There are 2 possible approaches to index the files:
1) Use WCM API to generate URL's to all the library file resource components, then point a crawl URL to the .jsp. A sample .jsp is provided.
2) Use WCM API to create one piece of content per library file resource component. A sample .jsp is provided.
For the first approach, the basic idea is:
* JSP uses API to generate URLs to all library file resource components. It does this by using WCM API to generate rendering context to a default piece of content, then creating an anchor tag
* Then, provide a Portal Search Crawl URL to the .jsp
To leverage this approach:
1) Modify the provided searchCrawl.jsp for the following values:
- Change ws.getDocumentLibrary("CKTestWFLibrary") to the name of the library the files reside in
- RenderingContext rc = ws.createRenderingContext(request, response, new HashMap(),"http://cmknightsun.raleigh.ibm.com:10038/wps/wcm","/myconnect");
Change cmknightsun.raleigh.ibm.com:10038 to valid host:port in your system
- siteAreaIdIterator = ws.findByName(DocumentTypes.SiteArea, "CKTestSiteArea");
Change "CKTestSiteArea" to a valid site area in your site. Ensure that the site area has default content, and can be rendered.
2) After the .jsp is modified, place the .jsp in the following directory:
/PROFILENAME/installedApps/nodename/wcm.ear/ilwwcm.war/jsp/html/
3) After the jsp is placed, validate that you get a list of links by hitting the URL:
http://host:port/wps/wcm/jsp/html/searchCrawl.jsp
Now, all you have to do is make a WebSphere Portal search collection reference this .jsp
4) Navigate to WP Admin page -> Search Administration -> Manage Search -> Search Collections. Click on one of the search collections, or create one.
5) In the search collection form, click on New Content Source. Name the content source whatever you like. For the URL, enter in the URL from step 3 above, the
http://host:port/wps/wcm/jsp/html/searchCrawl.jsp. Modify the other parameters as necessary. Specifically, set it to only follow 1 level of links.
6) Click create.
Once the content source is created, validate it and force a crawl.
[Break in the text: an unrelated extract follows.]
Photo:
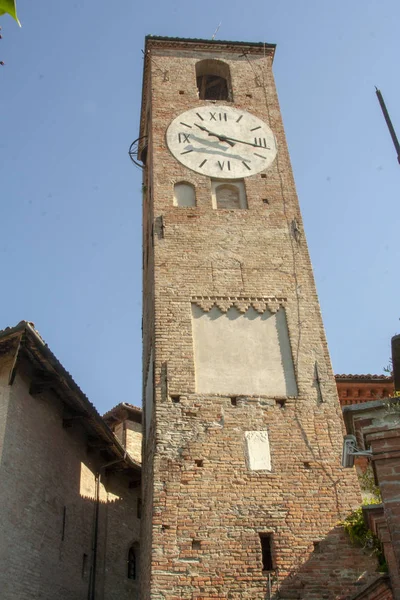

For the second approach, the idea is
* JSP uses API to create a piece of WCM content in a specific site area. The content has a ComponentReference that is populated with a reference to the file resource component.
* When creating the content, the JSP will first check to see whether a piece of content already exists with the same name at the same path. When the content is created, it is given the same name as the file resource component.
* The end result is a content object wrapper for every file resource component in your library. Then, since the search crawler will process these content objects, the files will be search indexed.
To leverage this approach:
1) Create an authoring template named "AT - BasicFileAt". Populate with just one element, a ComponentReference element named CompRef.
2) Create a presentation template named "PT - BasicFilePT". Add the following tag:
Set the security on the presentation based on which users you want to be able to search the files.
3) Create a site area somewhere under the site that you've marked as searchable. Name it "SearchFileSiteArea". Map the authoring template "AT - BasicFileAt" to the "PT - BasicFilePT" presentation template. Set the security on the site area based on which users you want to be able to search the files.
4) Now you are ready to run the .jsp. Upload the attached attachFiles.jsp to /profilehome/installedApps/nodename/wcm.ear/ilwwcm.war/jsp/html. You will have to modify the JSP to change the following values:
ws.setCurrentDocumentLibrary(ws.getDocumentLibrary("CKTestLib"));
Change CKTestLib to the name of your library
tempIterator = ws.findByName(DocumentTypes.Workflow, "Publish Workflow");
Change Publish Workflow to the name of the workflow you want your content to use. Note, for this sample it's assumed that you will have a 1 stage workflow for this content that will publish the content as soon as its saved. If that's not desireable, the file will have to be changed to implement publishing.
5) When the .jsp is run, it will first check to ensure a content object doesnt already exist at the path. The JSP will create a new content object using AT - BasicFileAt, store it under the
SearchFileSiteArea, assign it the workflow. Then, it populates the ComponentReference with a reference to the current file resource component.
6) The end result is you will have the SearchFileSiteArea in your site structure. When the WP Search crawler crawls the top site, you will now have your file resource elements indexed.